Tuesday, December 20, 2011

Proposed Changes to the Companionship and Live-In Worker Regulations

On December 15, 2011, President Obama and the Department of Labor issued a notice that it will soon publish a Notice of Proposed Rulemaking to the Companionship and Live-In Worker Regulations. The current regulation, created in 1974, is an exemption from minimum wage and overtime pay requirements for casual babysitters and companions for the aged and infirm. It also created an exemption only for live in domestic workers. The exemption has not been substantially changed since 1975.

Because the in-home healthcare industry has changed and grown significantly since 1975, President Obama is changing the exemption to provide extra protection for our country’s in-home healthcare workers. When the exemption was originally created, it was intended to be used for casual babysitters and neighbors performing elder sitting. Today, many in-home care workers are employed by staffing agencies and have many more responsibilities than keeping someone company. Workers employed by in-home staffing agencies were not what Congress originally intended to have exempted. President Obama now wants to provide protections under the FLSA for these professional caregivers.

On December 15, 2011, in President Obama’s Remarks on Minimum Wage and Overtime Protections for In-Home Care Workers, he stated “Today, we’re guaranteeing homecare workers minimum wage and overtime pay protection. And that’s thanks to the hard work of my Secretary of Labor, Hilda Solis. We are going to make sure that over a million men and women in one of the fastest-growing professions in the country don’t slip through the cracks. We’re going to make sure that companies who do right by their workers aren’t undercut by companies who don’t. We’re going to do what’s fair, and we’re going to do what’s right.”

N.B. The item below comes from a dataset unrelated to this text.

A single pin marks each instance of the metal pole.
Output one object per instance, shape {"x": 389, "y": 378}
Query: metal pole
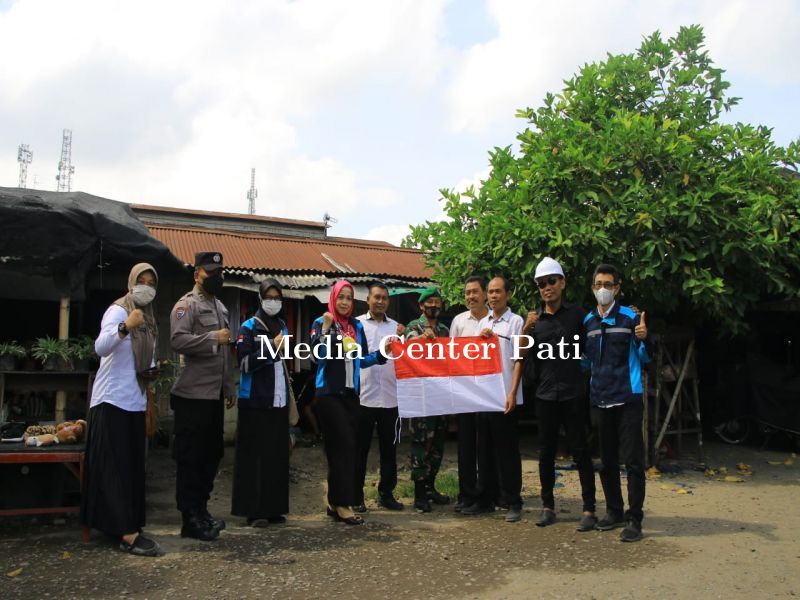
{"x": 63, "y": 334}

The Department of Labor is not eliminating the exemption, but proposing significant changes on the limitations. The new regulations will define the tasks that may be performed by an exempt companion more clearly. The new definition of a companion’s duties is limited to fellowship and protection, with some allowance for certain personal care services, as long as the service is incidental (does not exceed 20% of the hours worked that week) and performed along with the protection and fellowship. Companionship and fellowship include activities such as playing cards, watching television, visiting with friends, taking walks, and engaging in hobbies. The incidental personal care services include activities such as dressing, grooming, toileting, driving to appointments, feeding, laundry, and bathing. Companion’s duties would no longer include general household work; as evidenced by Congress’s protections for housekeeping employees, it wants these types of employees to be protected by the FLSA.

The proposed exemption will now only apply to companions employed only by the family or the household; it will not apply to third parties such as in home staffing agencies. The proposed change will still allow the household employing the worker to claim the exemption even if it is a joint employer with an agency. However, the agency can no longer claim the exemption when it is a joint employer with the household.

The proposed exemption will make the record-keeping requirements for live-in domestic workers the same as for other employers under the FLSA.